L'effort qu'il venait de faire pour atteindre Moskou avait usé tous ses moyens de guerre. Moskou avait été le terme de ses projets, le but de toutes ses espérances, et Moskou s'évanouissait: quel parti va-t-il prendre! C'est alors sur-tout que ce génie si décisif fut forcé d'hésiter. Lui, qu'on vit, en 1805, ordonner l'abandon subit et total d'une descente préparée à si grands frais, et décider, de Boulogne-sur-mer, la surprise, l'anéantissement de l'armée autrichienne; enfin toutes les marches de la campagne d'Ulm jusqu'à Munich, telles qu'elles furent exécutées; ce même homme qui, l'année d'après, dicta de Paris, avec la même infaillibilité, tous les mouvemens de son armée jusqu'à Berlin, le jour fixe de son entrée dans cette capitale, et la nomination du gouverneur qu'il lui destinait: c'est lui qui, à son tour étonné, reste incertain. Jamais il n'a communiqué ses plus audacieux projets à ses ministres les plus intimes que par ordre de les exécuter; et le voilà contraint de consulter, d'essayer les forces morales et physiques de ceux qui l'entourent.

Toutefois, c'est en conservant les mêmes formes. Il déclare donc qu'il va marcher sur Pétersbourg. Déjà cette conquête est tracée sur ses cartes, jusque-là si prophétiques: l'ordre même est donné aux différens corps de se tenir prêts. Mais sa décision n'est qu'apparente; c'est comme une meilleure contenance qu'il cherche à se donner, ou une distraction à la douleur de voir se perdre Moskou: aussi Berthier, Bessières sur-tout, l'eurent-ils bientôt convaincu que le temps, les vivres, les routes, que tout lui manquait pour une si grande excursion.

En ce moment il apprend que Kutusof, après avoir fui vers l'orient, a tourné subitement vers le midi, et qu'il s'est jeté entre Moskou et Kalougha. C'est un motif de plus contre l'expédition de Pétersbourg; c'était une triple raison de marcher sur cette armée défaite, pour l'achever; pour préserver son flanc droit et sa ligne d'opération; pour s'emparer de Kalougha et de Toula, le grenier et l'arsenal de la Russie; enfin, pour s'ouvrir une retraite sûre, courte, neuve et vierge vers Smolensk et la Lithuanie.

Quelqu'un proposa de retourner sur Witgenstein et Vitepsk. Napoléon reste incertain entre tous ces projets. Celui de la conquête de Pétersbourg seul le flatte. Les autres ne lui paraissent que des voies de retraite, des aveux d'erreur, et, soit fierté, soit politique qui ne veut pas s'être trompée, il les repousse.

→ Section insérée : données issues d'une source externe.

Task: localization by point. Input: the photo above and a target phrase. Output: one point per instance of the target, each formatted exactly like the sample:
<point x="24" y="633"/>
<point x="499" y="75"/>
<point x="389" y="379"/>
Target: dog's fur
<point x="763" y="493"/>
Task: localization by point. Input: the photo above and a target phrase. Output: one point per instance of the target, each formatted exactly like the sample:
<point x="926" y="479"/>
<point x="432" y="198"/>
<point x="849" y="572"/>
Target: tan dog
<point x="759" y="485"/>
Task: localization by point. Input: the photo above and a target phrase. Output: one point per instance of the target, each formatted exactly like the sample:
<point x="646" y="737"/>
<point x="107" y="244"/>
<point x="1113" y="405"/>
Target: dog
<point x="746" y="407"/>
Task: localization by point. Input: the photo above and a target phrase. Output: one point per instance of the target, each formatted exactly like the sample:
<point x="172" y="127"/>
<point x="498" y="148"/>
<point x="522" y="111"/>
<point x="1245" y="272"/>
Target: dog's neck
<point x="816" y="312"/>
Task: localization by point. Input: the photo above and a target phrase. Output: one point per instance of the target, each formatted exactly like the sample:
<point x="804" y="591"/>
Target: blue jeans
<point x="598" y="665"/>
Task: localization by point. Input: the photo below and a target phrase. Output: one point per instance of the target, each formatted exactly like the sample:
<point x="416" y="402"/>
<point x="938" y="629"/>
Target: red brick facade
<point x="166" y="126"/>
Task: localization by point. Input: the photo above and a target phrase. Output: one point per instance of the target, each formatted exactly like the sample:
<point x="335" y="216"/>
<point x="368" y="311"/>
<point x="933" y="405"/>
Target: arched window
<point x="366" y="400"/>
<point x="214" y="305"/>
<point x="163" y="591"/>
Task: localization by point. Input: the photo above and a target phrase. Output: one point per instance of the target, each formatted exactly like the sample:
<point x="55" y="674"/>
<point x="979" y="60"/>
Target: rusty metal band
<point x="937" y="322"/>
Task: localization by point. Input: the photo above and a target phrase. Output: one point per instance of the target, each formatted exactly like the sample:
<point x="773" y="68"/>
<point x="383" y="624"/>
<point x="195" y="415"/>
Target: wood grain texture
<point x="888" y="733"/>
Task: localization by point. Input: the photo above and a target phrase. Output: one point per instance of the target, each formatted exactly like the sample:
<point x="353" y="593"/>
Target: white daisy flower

D'ailleurs, où s'arrêterait-il dans une retraite? Il a tant compté sur une paix de Moskou, qu'il n'a point de quartiers d'hiver prêts en Lithuanie. Kalougha ne le tente point. Pourquoi détruire encore de nouvelles provinces; il vaut mieux les menacer, et laisser aux Russes quelque chose à perdre, pour les décider à une paix conservatrice. Peut-il marcher à une autre bataille, à de nouvelles conquêtes, sans découvrir une ligne d'opération toute semée de malades, de traîneurs, de blessés, et de convois de toute espèce? Moskou est le point de ralliement général, comment le changer? Quel autre nom attirerait?

Enfin, et sur-tout, comment abandonner un espoir auquel il a fait tant de sacrifices, quand il sait que sa lettre à Alexandre vient de traverser les avant-postes russes; quand huit jours suffisent pour recevoir une réponse tant désirée; quand il faut ce temps pour rallier, refaire son armée, pour recueillir les restes de Moskou, dont l'incendie n'a que trop légitimé le pillage, et pour arracher ses soldats à cette grande curée.

Cependant, à peine le tiers de cette armée et de cette capitale existe encore. Mais lui et le Kremlin sont restés debout; sa renommée est encore tout entière; et il se persuade que ces deux grands noms de Napoléon et de Moskou réunis suffiront pour tout achever: il se décide donc à rentrer au Kremlin, qu'un bataillon de sa garde a malheureusement préservé.